On the afternoon of the following day, Afentis Miona sits, hands resting primly on the arms of her chair, chin raised, as she intones the day's history lesson. "On the sixty-eighth day of Pagos, in the hundred and twenty-eighth year afixi Theon, Acteon Kiola syz Theon bore her first and only living son. Theon Acteon tyr Anamesa named the child Theon Titos. This was a most momentous day, not merely because Theon Titos was the first child in the third generation of the line of Theon, but, of course, because Theon Titos has become Theon Titos tyron Laos Enosi, dynatos ypertos tyron, to whom we all owe allegiance. I cannot imagine that I should have any need to be telling you this date." She casts a baleful eye around the classroom, which suggests that even if she expected them to have the date memorized long before they ever arrived in her class, nonetheless they had better be writing it down again, just to be sure. The brushes of the vulpine and human girls dutifully flicker over their sheets.

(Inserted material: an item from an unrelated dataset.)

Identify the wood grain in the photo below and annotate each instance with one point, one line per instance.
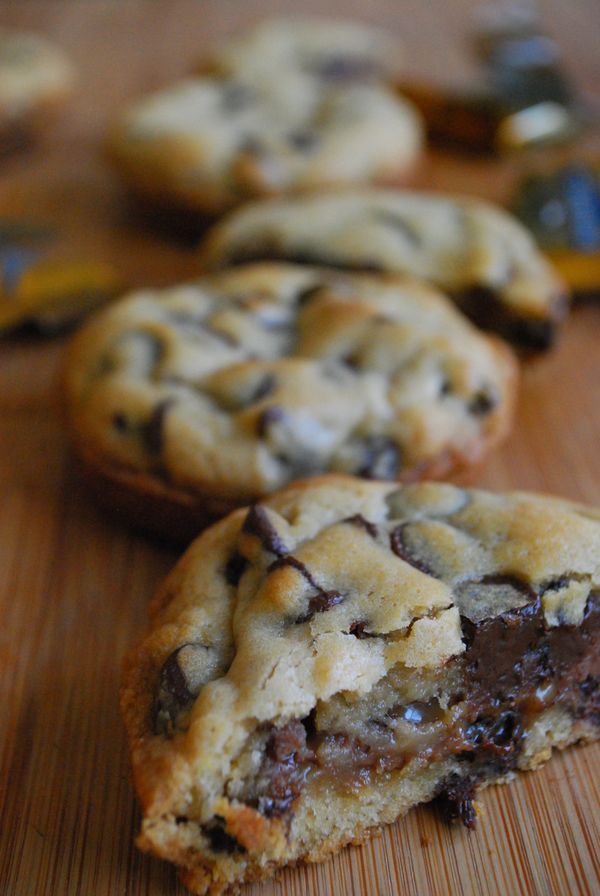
(75, 585)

"But I am getting ahead of myself." Miona holds the solemn belief that history should be recounted chronologically. The idea of skipping forward or backwards, for such idle reasons as, say, the thematic relation of events that take place decades apart, is anathema to her. "A freak frost in mid-Kalierga destroyed the crops. Theon Endre tyr Anamesa, seeking to feed his people, sent an envoy to the Yemenos, whose lands had not been affected by the frost. The Yemenos, however, refused to sell their grain or ikitos to the Laos Enosi. The two tyrs once again united their armies to march upon the proditos emene, that they might replenish their food stores before their people starved. And, of course, it was urgent that they make their conquest quickly, before the storms of Kataigida made a campaign impossible. The first battle took place on the field of Arami, on the third day of Therizo … "

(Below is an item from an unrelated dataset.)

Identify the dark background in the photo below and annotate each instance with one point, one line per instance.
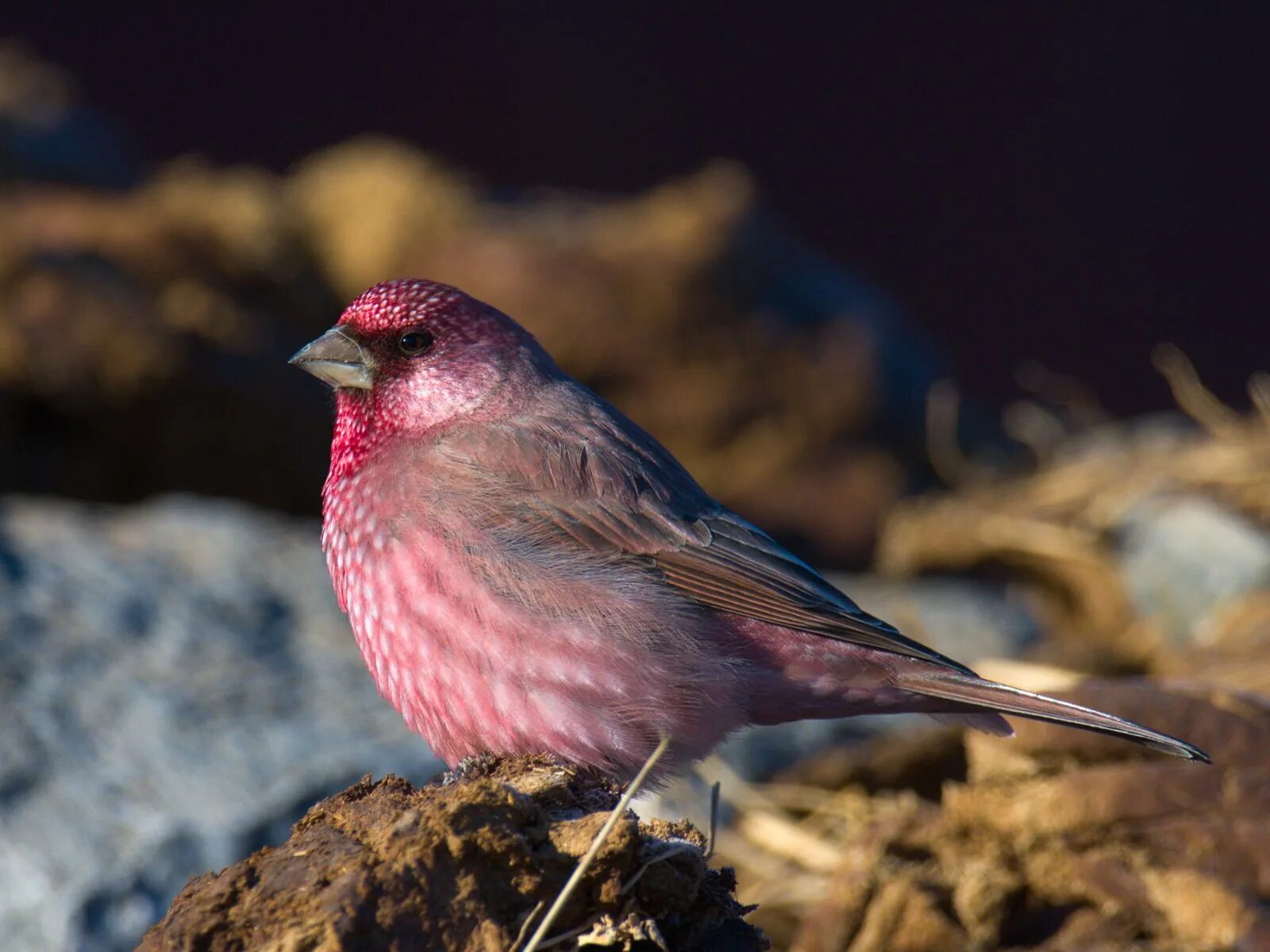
(1071, 183)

Miona's monotone drifts into the familiar recantation of battle dates and casualty listings, all noted down dutifully by the class. Rasheeka notices one girl discreetly yawning when the teacher's head is turned the other way. As tedious as the subject matter is, Miona seldom turns to her books or looks at her notes. Either the teacher has committed these meaningless numbers and names to memory, or she is making them all up as she goes along.

As tedious as Afentis Miona's lessons can be to the others of the class, the one slave present still finds them fascinating, largely due to her unique perspective on Laosian culture. Long has it been since the history of Apagorevo was recorded by a foreigner, as far as Rasheeka can tell, and though the afentis's method of teaching could do with some improvement, the lessons themselves manage to keep the emene awake – at least for the most part. Even she stifles a yawn then and again, despite her loyal listening and subsequent careful jotting down of facts and numbers.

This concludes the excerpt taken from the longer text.